Prilaku Aneh Ada Apa Dengan Suamiku Part 2

Keesokan harinya, kebetulan si ayah lagi libur kerjanya.

Kesempatan kami sekeluarga bisa berkumpul. | Cerpen Misteri Prilaku Aneh Ada Apa Dengan Suamiku Part 2 

Entah kenapa hari itu aku minta ke suami untuk pergi ke sebuah festival.

Padahal si ayah dan anak-anak maunya pergi ke mall.

Tapi hasratku seperti menggebu-gebu untuk pergi ke festival tersebut, sejenis hiburan rakyat yang baru dibuka beberapa hari yang lalu.

Suamiku agak heran juga, ada apa dengan ku karena tidak biasanya kemauanku berbeda dengan keinginan anak-anaknya.

“Aku pengen tau aja yah, lagian kalau ke mall dah biasa yah, bosen…” alasanku memilih ke festival.

Setengah jam kemudian tibalah kami di festival itu.

Begitu turun dari kendaraan, suami dan anak-anakku terlihat begitu semangat karena melihat padatnya pengunjung hari itu.

Tapi tidak denganku. Entah lah, apa yang terlihat di depanku tidak seramai apa yang mereka lihat.

Semacam ada sesuatu yang ganjil.

“Mah, kenapa?” tanya suamiku menyadarkanku dari lamunan.

“Ga yah, ayo kita masuk, beli dulu tiketnya yah…” jawabku menutupi keterkejutanku.

Banyak games yang sudah ku mainkan dengan anak-anak dan suamiku.

Tiba saatnya kami menghilangkan rasa dahaga.

Sekejap ku tinggal mereka bermain.

Aku mencari minum buat mereka.

“Nah disana ada booth makanan dan minuman,” pikirku.

Bergegas ku langkahkan kakiku menuju booth itu.

Agak sulit memang, karena aku harus menembus kepadatan pengunjung saat itu.

Begitu hampir mendekati booth minuman itu, tiba-tiba tanganku seperti ada yang menarik dan itu sangat keras.

“Astaghfirullah…” pekikku.

Begitu kulihat siapa yang menarik tanganku…

“Astaghfirullah, Astaghfirullah, Astaghfirullah…” hanya ini yang terus ku ucapkan dalam hatiku.

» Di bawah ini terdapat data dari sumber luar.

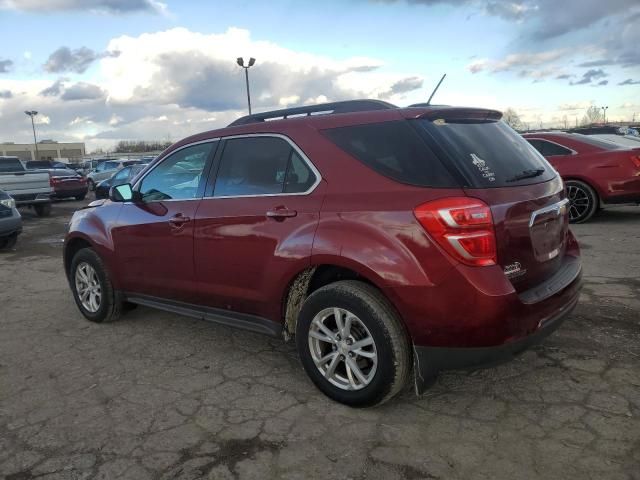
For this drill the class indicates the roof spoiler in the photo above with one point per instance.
(454, 113)
(349, 106)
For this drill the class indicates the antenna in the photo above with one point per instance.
(435, 89)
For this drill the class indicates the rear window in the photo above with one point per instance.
(395, 150)
(487, 152)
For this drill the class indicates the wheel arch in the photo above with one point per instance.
(305, 282)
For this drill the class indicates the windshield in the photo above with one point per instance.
(488, 153)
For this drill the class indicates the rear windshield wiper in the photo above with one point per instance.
(536, 172)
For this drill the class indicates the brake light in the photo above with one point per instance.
(463, 227)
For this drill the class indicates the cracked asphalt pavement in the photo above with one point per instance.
(156, 395)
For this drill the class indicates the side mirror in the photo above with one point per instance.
(123, 193)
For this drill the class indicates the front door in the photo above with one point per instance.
(256, 224)
(154, 236)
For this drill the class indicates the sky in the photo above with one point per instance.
(101, 71)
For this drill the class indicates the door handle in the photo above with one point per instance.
(178, 220)
(281, 212)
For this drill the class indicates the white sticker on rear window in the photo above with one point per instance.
(484, 169)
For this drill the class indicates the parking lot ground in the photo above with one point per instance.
(156, 395)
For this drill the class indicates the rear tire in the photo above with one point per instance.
(86, 263)
(43, 209)
(583, 201)
(378, 366)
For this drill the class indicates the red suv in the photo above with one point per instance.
(382, 238)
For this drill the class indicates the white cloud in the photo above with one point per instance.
(515, 61)
(176, 83)
(198, 70)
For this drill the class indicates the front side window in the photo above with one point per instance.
(261, 166)
(177, 177)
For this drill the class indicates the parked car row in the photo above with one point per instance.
(596, 172)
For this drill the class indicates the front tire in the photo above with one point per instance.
(583, 201)
(92, 289)
(352, 344)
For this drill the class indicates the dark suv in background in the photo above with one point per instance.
(382, 238)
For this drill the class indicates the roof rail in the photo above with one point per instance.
(322, 108)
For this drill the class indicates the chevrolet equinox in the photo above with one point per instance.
(384, 240)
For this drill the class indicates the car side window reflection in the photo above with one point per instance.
(122, 175)
(178, 177)
(261, 166)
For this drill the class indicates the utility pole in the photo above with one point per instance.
(33, 113)
(252, 61)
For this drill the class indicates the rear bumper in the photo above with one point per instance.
(31, 198)
(428, 361)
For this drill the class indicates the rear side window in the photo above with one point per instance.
(489, 153)
(549, 149)
(595, 142)
(395, 150)
(261, 166)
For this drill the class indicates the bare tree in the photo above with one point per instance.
(592, 115)
(511, 118)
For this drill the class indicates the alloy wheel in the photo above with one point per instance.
(343, 349)
(88, 287)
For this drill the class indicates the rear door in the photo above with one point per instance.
(154, 237)
(255, 226)
(526, 196)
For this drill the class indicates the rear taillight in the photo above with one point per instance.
(463, 227)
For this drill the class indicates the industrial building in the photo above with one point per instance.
(47, 150)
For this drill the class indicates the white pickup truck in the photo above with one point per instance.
(30, 188)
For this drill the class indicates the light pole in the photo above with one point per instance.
(33, 113)
(240, 62)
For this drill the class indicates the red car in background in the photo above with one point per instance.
(594, 171)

Sosok yang menarik tanganku bukan seorang manusia normal.

Ya Allah, dia seorang nenek yang begitu renta, dengan rambut terurai tak beraturan, mata yang besar hampir terkeluar serta mengeluarkan darah yang segar.

Wajahnya hancur dan tangan nya penuh dengan koreng yang bernanah.

Bersikeras aku menarik tanganku. Terus ku paksa.

Nenek itu hanya tersenyum. Dia tidak mau melepaskan tanganku.

Padahal nenek itu memegangnya seperti pelan aja, tapi aku tetap tak bisa melepasnya.

Seakan-akan tenagaku hilang saat itu juga.

Aku terus membaca ayat-ayat Qur’an yang ku ingat.

Akhirnya… bruk!

Aku menabrak seseorang.

“Mba hati hati dong kalau jalan, main tabrak aja, punya mata ga sih…?!” kata orang tersebut dengan mata melotot.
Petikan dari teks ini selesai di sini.